Weather Channel leverages streaming channel name, look on climate focused show

Just before Earth Day 2022, The Weather Channel introduced a new two-hour block focused on climate change. 

Hosted by Jordan Steele and Stephanie Abrams, who are also co-hosts on “America’s Morning Headquarters,” the six-hour show that immediately precedes it, the show uses the same studio as “Headquarters.” 

The show debuted April 19, 2022,

The show’s name is “Pattrn” (pronounced “pattern”), which is the same name as a free streaming channel the network has offered on similar topics since 2018.

The purposeful misspelling of the word “pattern” is inspired by an abbreviation frequently used in science and math and also feels reminiscent of the dot-com trend of purposefully omitting letters in company names that are still pronounced as if it’s a full word (Flickr, anyone?).

The two offerings share the same pink logo with a white interlocking outline that creates a “P” with the suggestion of a bright green leaf in the middle that looks a bit like someone took the Airbnb logo, rotated it slightly and then “bent” part of it. 

It appears the streaming offering switched to this logo in the fall of 2020, with previous versions including type-only and what appears to be the top of a pink umbrella as if viewed from above.

The show uses the network’s standard graphics package, including the promo box in the lower-left corner that frequently displays the logo.

Advertisement

Animations include overlapping curved elements inspired by the logo as well as, quite appropriately, repeating patterns of the outline version of the logo combined with lifestyle and nature imagery in elements such as opens and wipes.

For the show, the studio different lighting cue that’s a bit darker and includes switching numerous backlit surfaces to a bright pink shade. Other off-white surfaces get pink splashes of light.

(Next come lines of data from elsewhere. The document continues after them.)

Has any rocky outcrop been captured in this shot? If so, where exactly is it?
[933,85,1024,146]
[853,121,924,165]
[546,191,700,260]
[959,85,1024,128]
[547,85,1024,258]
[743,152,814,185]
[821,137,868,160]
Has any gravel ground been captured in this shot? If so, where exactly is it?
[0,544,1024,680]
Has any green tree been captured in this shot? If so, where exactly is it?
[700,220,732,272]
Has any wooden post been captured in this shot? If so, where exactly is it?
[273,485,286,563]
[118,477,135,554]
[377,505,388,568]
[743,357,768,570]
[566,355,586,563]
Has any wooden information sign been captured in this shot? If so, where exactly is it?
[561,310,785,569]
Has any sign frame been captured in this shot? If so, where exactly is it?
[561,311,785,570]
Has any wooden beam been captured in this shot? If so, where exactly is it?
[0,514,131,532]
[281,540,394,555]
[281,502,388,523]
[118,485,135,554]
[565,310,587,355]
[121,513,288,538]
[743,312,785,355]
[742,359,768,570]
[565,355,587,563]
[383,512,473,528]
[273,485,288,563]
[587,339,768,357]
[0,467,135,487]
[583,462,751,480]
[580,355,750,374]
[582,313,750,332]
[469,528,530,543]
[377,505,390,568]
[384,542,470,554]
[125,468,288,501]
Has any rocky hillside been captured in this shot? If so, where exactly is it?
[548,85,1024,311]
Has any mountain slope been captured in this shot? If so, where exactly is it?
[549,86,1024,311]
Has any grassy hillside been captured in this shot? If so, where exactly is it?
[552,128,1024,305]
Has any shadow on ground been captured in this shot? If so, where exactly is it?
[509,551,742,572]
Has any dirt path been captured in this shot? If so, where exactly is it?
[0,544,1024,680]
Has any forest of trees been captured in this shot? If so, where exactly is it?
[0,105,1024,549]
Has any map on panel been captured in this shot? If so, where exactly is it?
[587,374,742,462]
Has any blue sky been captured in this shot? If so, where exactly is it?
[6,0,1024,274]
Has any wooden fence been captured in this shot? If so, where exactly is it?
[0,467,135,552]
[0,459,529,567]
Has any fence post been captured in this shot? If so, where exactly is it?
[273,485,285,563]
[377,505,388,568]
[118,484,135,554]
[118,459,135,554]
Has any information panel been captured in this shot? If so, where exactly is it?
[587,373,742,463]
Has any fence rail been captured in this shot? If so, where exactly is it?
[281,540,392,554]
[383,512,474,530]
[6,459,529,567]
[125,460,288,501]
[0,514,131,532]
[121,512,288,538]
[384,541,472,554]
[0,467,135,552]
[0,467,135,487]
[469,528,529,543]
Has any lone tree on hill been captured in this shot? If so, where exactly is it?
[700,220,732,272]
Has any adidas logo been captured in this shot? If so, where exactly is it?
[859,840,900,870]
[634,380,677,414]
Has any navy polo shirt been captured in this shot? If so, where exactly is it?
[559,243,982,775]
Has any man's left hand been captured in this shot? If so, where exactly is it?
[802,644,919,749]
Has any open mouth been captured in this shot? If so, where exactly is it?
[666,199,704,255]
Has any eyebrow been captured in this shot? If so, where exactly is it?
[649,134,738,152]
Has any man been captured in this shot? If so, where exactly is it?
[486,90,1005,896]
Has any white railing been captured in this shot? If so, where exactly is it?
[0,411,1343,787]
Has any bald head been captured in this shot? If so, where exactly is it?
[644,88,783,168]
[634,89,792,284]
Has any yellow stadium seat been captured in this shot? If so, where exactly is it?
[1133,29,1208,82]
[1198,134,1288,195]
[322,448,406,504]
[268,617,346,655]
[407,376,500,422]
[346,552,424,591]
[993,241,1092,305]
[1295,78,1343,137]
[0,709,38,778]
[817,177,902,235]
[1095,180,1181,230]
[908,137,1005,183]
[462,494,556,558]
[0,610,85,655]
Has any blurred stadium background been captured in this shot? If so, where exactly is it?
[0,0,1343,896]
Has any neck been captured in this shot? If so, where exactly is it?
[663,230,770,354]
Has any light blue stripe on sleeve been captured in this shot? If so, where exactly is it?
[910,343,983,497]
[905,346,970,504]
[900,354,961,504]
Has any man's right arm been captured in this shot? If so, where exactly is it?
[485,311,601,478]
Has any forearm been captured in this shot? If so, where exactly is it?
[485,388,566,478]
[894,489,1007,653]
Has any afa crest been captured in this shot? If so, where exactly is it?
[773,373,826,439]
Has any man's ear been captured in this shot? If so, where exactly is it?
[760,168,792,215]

The morning show’s curved sofa remains in the space, with a glass two-person anchor desk placed some distance in front of it and two shots framed to capture the pivoting video panel integrated into one of the walls between the co-hosts. 

“Pattrn” focuses less on current weather conditions and more on longer-form storytelling and can include investigative-style pieces with in-studio debriefs at the anchor desk or more informal segments over on the sofa.

It also has a recurring segment called “Hot Topics” that is presumably meant to a be a tongue-in-cheek reference to similar segments on talk shows such as “The View” and “The Wendy Williams Show” but with a nod to the global warming climate crisis.

Like many shows that run for extended periods of time, both “Pattrn” and “America’s Morning Headquarters” repeat select segments over their run time since it’s unlikely anyone watches straight through. “Headquarters” also have Jim Cantore, Jen Carfagno and Alex Wallace as co-hosts, giving Steele and Abrams some time off camera — so they’re generally not on air for eight hours straight.